The Requiem Project on Oct. 15 amended its lawsuit against the University of Cincinnati and lessees of the property housing the Emery Theatre in Over-the-Rhine, arguing that UC and the organizations operating the building have systematically failed their charitable purpose by allowing the theater to fall into disrepair after non-use for so many years.
“The Court should remove UC as owner and trustee of the property, as UC has proved itself an unfit custodian,” the complaint states.
The Requiem Project, a nonprofit organization formed in 2008 to oversee programming and raise money to renovate the century-old theater, asks the court to award Requiem the lease under which another nonprofit, the Emery Center Corp. (ECC), is currently operating the theater via a series of subleases from UC. If UC is removed as owner, the building could be overseen by the city or another nonprofit organization and Requiem could sublease from it.
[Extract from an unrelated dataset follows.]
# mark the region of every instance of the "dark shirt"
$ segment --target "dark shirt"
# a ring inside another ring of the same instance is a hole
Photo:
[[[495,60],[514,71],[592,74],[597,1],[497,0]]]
At issue is a 1999 court ruling that allowed UC to develop most of the building into apartments but stipulated that profits from the apartments have to be used to renovate the theater according to the terms of Mary Emery’s charitable trust, which required that the building serve the community
The complaint accuses UC, ECC and Emery Center Apartments Limited Partnership (ECALP) — the for-profit company that oversees the building’s apartments — of conspiring to breach a 2010 letter of intent stating that ECC would sublease the theater to Requiem on the same terms as ECC is currently operating the theater. Requiem says the binding letter of intent is still valid and gives its organizers the right to a long-term lease that will allow them to raise money while programming the theater.
The Requiem’s cofounders, Tina Manchise and Tara Gordon, maintain in their lawsuit that ECC and UC are purposely blocking Requiem from moving forward with the original plan to incrementally update the 1,600-seat theater and allow programming to continue during the process.
Although UC owns the building, it subleases the property to ECALP, which subleases the Emery Theatre to ECC. When contacted by CityBeat in August, UC spokesperson Greg Hand declined to comment, only stating that UC doesn’t have a relationship with the Requiem Project because its only relationship is with ECALP.
ECC told Requiem in January it would not renew its management agreement “for no cause,” according to the lawsuit, and asked Requiem to vacate the building in August. The complaint also seeks damages.